El corazón del problema es la ausencia de la Ley Orgánica de Ordenamiento Territorial (LOOT). Sin esta ley las ETI son un cascarón vacío. La Corte Constitucional ha sido clara: esta falta de acción no es un simple descuido, es una “omisión legislativa absoluta” que lesiona el núcleo esencial de la autonomía de los pueblos. Además, ha reconocido que el régimen municipal tradicional no se ajusta a la lógica territorial indígena.
¿Qué es un territorio indígena? No se trata simplemente de un espacio físico delimitado por corregimientos. Es un espacio tejido por relaciones históricas, demográficas, económicas y sociales. El territorio incorpora una dimensión mítica y una estructura narrativa que conecta lugares diversos y socialmente significativos. El paisaje es el reflejo congelado de la historia y de los movimientos de los ancestros, el recipiente de los restos de los muertos y escenario de rituales que renuevan el pacto con ese territorio.
El reciente Decreto 482 de 2025, que establece un régimen transitorio para el territorio indígena de la Zona Norte Extrema de la Alta Guajira, ejemplifica los profundos riesgos de actuar sin la LOOT. Sus falencias son múltiples: fragmenta el territorio ancestral wayuu al limitarlo a nueve corregimientos de Uribia, ignorando la continuidad que trasciende esos límites. Al ser un simple decreto, este mecanismo es frágil y puede ser derogado por otro gobierno, mientras que una Ley Orgánica ofrece garantía de permanencia y estabilidad jurídica superior.

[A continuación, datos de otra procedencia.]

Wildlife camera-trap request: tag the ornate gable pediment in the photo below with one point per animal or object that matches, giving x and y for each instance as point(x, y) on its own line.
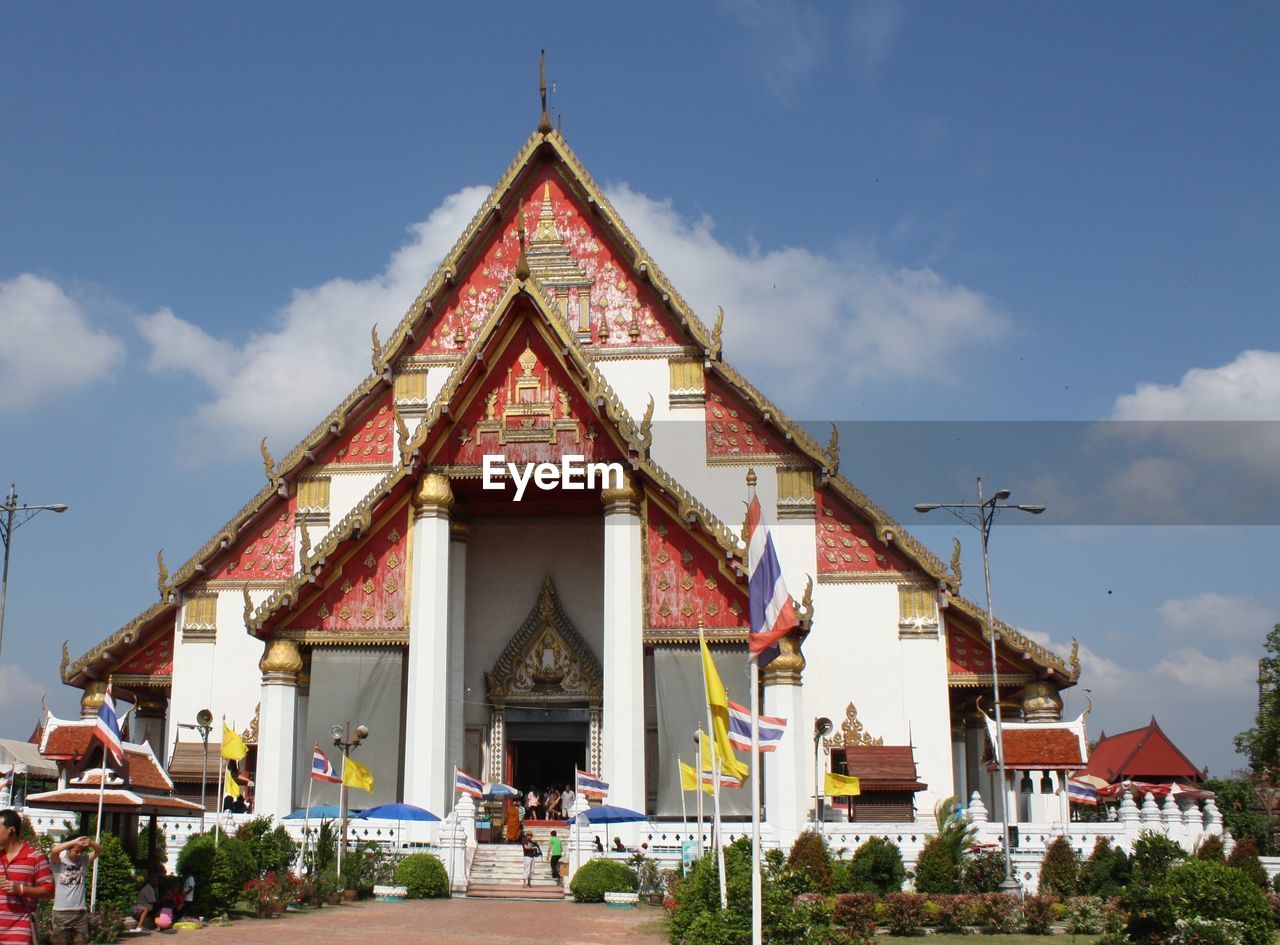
point(547, 660)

Este decreto no evidencia consulta previa amplia y diseña un modelo fiscal insostenible que crea una entidad dependiente de transferencias centrales, ignorando el principio de autonomía fiscal. Esta fragmentación, si se replica, crearía una cascada de micro-ETI que convertirían el mapa territorial en una suerte de Babel administrativa, desintegrando la unidad cultural del pueblo wayuu y creando pequeños feudos comunitarios carentes de la fuerza política que el constituyente quiso otorgarles.
Solo la LOOT puede definir con claridad la posición jerárquica de las ETI dentro de la organización del Estado, estableciendo su relación con municipios, departamentos, regiones y la nación, para evitar conflictos de competencia y asegurar su verdadero autogobierno.
La voluntad política debe concentrarse en la tarea pendiente: tramitar y aprobar la LOOT con participación de los representantes indígenas. Esta ley debe reconocer que los pueblos indígenas son diversos y tienen sus propias formas de organización social, sistemas normativos y concepciones del territorio, sin perder de vista la situación especial de los pueblos marítimos y fronterizos.
La formalización de las ETI es la prueba definitiva de que Colombia no solo se reconoce como multicultural en el papel, sino que está dispuesta a reinventar su estructura para honrar esa diversidad. ¿Está el Estado listo para compartir el poder y aceptar que la nación se construye desde múltiples voces y autoridades, incluso si estas desafían su lógica centralista? El futuro de la democracia pluriétnica depende de esa respuesta.